Authors :: Bensadoun, Raphael
Monnier, Tom
Kleiman, Yanir
Kokkinos, Filippos
Siddiqui, Yawar
Kariya, Mahendra
Harosh, Omri
Shapovalov, Roman
Graham, Benjamin
Garreau, Emilien
Karnewar, Animesh
Cao, Ang
Azuri, Idan
Makarov, Iurii
Le, Eric-Tuan
Toisoul, Antoine
Novotny, David
Gafni, Oran
Neverova, Natalia
Vedaldi, Andrea
Publication Year :: 2024
Abstract: We introduce Meta 3D Gen (3DGen), a new state-of-the-art, fast pipeline for text-to-3D asset generation. 3DGen offers 3D asset creation with high prompt fidelity and high-quality 3D shapes and textures in under a minute. It supports physically-based rendering (PBR), necessary for 3D asset relighting in real-world applications. Additionally, 3DGen supports generative retexturing of previously generated (or artist-created) 3D shapes using additional textual inputs provided by the user. 3DGen integrates key technical components, Meta 3D AssetGen and Meta 3D TextureGen, that we developed for text-to-3D and text-to-texture generation, respectively.

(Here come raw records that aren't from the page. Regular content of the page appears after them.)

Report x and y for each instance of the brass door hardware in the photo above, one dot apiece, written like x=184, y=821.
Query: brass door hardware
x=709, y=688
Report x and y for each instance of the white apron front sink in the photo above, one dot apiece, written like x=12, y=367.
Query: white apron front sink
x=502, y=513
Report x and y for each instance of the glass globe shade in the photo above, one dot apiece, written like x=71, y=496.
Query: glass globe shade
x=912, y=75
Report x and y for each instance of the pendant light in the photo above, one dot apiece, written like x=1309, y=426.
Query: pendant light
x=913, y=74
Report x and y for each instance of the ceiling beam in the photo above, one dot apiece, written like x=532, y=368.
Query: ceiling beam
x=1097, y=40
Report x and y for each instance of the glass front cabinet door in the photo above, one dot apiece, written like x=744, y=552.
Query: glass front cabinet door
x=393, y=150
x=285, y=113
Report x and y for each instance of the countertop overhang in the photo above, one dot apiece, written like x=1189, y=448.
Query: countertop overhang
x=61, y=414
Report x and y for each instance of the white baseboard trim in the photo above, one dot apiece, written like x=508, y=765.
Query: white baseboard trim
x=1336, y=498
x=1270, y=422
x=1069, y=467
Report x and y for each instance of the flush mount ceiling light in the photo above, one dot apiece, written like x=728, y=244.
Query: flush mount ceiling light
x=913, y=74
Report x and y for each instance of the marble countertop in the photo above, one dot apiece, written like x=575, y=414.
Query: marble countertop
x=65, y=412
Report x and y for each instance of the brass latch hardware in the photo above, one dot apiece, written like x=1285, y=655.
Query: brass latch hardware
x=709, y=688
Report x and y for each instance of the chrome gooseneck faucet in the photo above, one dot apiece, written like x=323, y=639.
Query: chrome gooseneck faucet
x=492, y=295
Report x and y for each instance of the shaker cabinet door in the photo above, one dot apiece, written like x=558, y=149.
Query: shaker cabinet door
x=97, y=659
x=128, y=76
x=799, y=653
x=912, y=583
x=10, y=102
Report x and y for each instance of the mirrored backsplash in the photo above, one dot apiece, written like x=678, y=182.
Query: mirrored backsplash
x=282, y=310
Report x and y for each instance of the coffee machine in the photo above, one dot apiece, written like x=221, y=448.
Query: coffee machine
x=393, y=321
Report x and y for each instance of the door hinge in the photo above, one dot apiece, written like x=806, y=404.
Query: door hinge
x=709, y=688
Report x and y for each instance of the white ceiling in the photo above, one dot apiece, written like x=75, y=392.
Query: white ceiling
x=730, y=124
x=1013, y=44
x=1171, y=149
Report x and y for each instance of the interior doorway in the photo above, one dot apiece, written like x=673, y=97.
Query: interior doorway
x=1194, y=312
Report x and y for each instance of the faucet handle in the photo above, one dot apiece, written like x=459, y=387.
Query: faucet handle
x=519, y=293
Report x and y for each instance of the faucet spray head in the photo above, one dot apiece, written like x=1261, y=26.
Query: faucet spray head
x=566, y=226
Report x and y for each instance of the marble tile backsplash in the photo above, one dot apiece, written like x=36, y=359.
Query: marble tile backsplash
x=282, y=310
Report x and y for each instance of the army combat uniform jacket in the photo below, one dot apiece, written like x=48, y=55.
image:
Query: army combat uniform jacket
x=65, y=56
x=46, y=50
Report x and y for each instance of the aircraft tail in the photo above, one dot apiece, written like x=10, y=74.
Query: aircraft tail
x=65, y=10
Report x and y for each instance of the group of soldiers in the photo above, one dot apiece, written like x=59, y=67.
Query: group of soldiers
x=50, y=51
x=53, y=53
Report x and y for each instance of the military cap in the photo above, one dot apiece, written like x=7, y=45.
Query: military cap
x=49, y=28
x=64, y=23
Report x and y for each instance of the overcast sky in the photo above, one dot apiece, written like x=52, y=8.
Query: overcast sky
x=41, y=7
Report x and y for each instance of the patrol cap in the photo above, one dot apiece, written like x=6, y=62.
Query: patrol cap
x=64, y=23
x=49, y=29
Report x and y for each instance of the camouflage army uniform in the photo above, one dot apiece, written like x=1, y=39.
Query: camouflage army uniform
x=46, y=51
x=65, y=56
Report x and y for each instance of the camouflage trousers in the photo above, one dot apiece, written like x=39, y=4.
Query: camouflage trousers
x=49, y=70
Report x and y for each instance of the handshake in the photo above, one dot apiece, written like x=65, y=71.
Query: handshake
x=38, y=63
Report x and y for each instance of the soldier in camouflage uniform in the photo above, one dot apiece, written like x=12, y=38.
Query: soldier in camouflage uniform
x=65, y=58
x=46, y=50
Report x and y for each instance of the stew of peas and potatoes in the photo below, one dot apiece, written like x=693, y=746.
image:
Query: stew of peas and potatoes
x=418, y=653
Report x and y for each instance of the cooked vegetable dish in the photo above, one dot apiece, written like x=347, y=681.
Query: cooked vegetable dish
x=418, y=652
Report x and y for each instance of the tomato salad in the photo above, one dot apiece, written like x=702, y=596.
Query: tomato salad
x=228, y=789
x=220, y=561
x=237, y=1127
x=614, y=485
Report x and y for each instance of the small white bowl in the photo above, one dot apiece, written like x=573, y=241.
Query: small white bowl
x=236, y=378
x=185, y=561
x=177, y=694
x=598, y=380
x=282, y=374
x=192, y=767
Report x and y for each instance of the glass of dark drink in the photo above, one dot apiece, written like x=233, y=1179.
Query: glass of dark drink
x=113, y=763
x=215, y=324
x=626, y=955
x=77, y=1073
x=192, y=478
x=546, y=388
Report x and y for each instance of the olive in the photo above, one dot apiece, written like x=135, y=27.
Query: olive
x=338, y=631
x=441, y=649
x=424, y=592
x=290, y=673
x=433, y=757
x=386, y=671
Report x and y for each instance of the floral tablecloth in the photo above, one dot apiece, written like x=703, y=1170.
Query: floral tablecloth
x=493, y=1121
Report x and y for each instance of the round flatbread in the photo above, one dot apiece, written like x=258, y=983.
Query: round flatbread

By combining their strengths, 3DGen represents 3D objects simultaneously in three ways: in view space, in volumetric space, and in UV (or texture) space. The integration of these two techniques achieves a win rate of 68% with respect to the single-stage model. We compare 3DGen to numerous industry baselines, and show that it outperforms them in terms of prompt fidelity and visual quality for complex textual prompts, while being significantly faster.